Carbodiimide treatment dramatically potentiates the anticalcific effect of alpha-amino oleic acid on glutaraldehyde-fixed aortic wall tissue

Abstract

Background: Bifunctional amines were previously found to act as bridging molecules between the terminal ends of incomplete glutaraldehyde (GA) cross-links. The additional cross-links thus formed between -NH2 groups of tissue were seen to significantly inhibit bioprosthetic calcification. In the current study, the potential ability of alpha-amino oleic acid (AOA) to act as a bridging molecule between -NH2- and COOH-dependent cross-links was hypothesized to similarly augment the anticalcification effect of the AOA molecule.

Methods: Porcine aortic wall tissue from Medtronic Freestyle valve bioprostheses incorporating the AOA anticalcification process additionally underwent carboxyl-group cross-linking with Jeffamine (poly[propylene glyco]-bis-[aminopropyl ether]) using 1-ethyl-3-(3-dimethylaminopropyl) carbodiimide (EDC). Tissue was subdermally implanted into 5-week-old Long-Evans rats for 60 days. Standard 0.2% GA-fixed tissue served as a control. To further assess the impact of storage solution on AOA tissue, samples were either stored in GA (0.2%GA) or EDC (25 mmol/L carbodiimide) before implantation. Tissue calcification was assessed by atomic absorption spectroscopy and histochemical staining.

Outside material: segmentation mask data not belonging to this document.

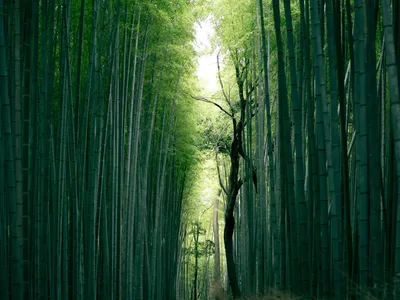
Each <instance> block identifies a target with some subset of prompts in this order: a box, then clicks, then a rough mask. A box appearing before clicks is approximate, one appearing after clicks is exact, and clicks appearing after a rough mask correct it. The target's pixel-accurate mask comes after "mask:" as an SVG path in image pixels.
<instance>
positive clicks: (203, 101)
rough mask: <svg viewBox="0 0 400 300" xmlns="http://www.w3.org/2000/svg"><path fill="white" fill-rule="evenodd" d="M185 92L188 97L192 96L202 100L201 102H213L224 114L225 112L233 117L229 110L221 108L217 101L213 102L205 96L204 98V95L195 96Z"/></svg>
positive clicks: (193, 97) (232, 115) (216, 106)
mask: <svg viewBox="0 0 400 300" xmlns="http://www.w3.org/2000/svg"><path fill="white" fill-rule="evenodd" d="M187 94H188V95H189V96H190V97H192V98H193V99H194V100H197V101H203V102H206V103H211V104H214V105H215V106H216V107H218V108H219V109H220V110H221V111H223V112H224V113H225V114H227V115H228V116H229V117H231V118H233V115H232V114H230V113H229V112H227V111H226V110H225V109H223V108H222V106H221V105H219V104H218V103H215V102H214V101H212V100H210V99H207V98H205V97H196V96H193V95H191V94H189V93H187Z"/></svg>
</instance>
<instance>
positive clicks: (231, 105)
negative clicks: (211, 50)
mask: <svg viewBox="0 0 400 300" xmlns="http://www.w3.org/2000/svg"><path fill="white" fill-rule="evenodd" d="M217 67H218V80H219V85H220V86H221V90H222V94H223V95H224V98H225V101H226V102H227V103H228V105H229V108H230V109H231V112H232V114H233V108H232V104H231V101H230V100H229V98H228V96H227V95H226V93H225V89H224V84H223V83H222V79H221V68H220V65H219V52H218V54H217Z"/></svg>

Results: Aldehyde end-capping with AOA achieved only a modest reduction of calcification in GA-treated aortic wall tissue (-20.0%; p < 0.05). Replacing GA with EDC as a storage solution led to a further 32.4% (p < 0.01) mitigation of calcification in Freestyle tissue. Incorporating an intermediate EDC/Jeffamine cross-linking step achieved a distinct additional reduction of calcification by 40.4% (p < 0.05). Overall, aortic wall calcification was 59.7% (p < 0.0001) lower if commercial Freestyle tissue underwent an additional EDC/Jeffamine cross-linking step and subsequent storage in EDC. Relative to control GA-fixed tissue, this represented a 67.8% (p < 0.0001) reduction. Incorporation of AOA was essential for the beneficial effect of the additional EDC/Jeffamine cross-linking step.

Conclusions: Potentially utilizing both the amino- and the carboxyl moieties of AOA for tissue binding dramatically reduces aortic wall calcification of GA-fixed tissue.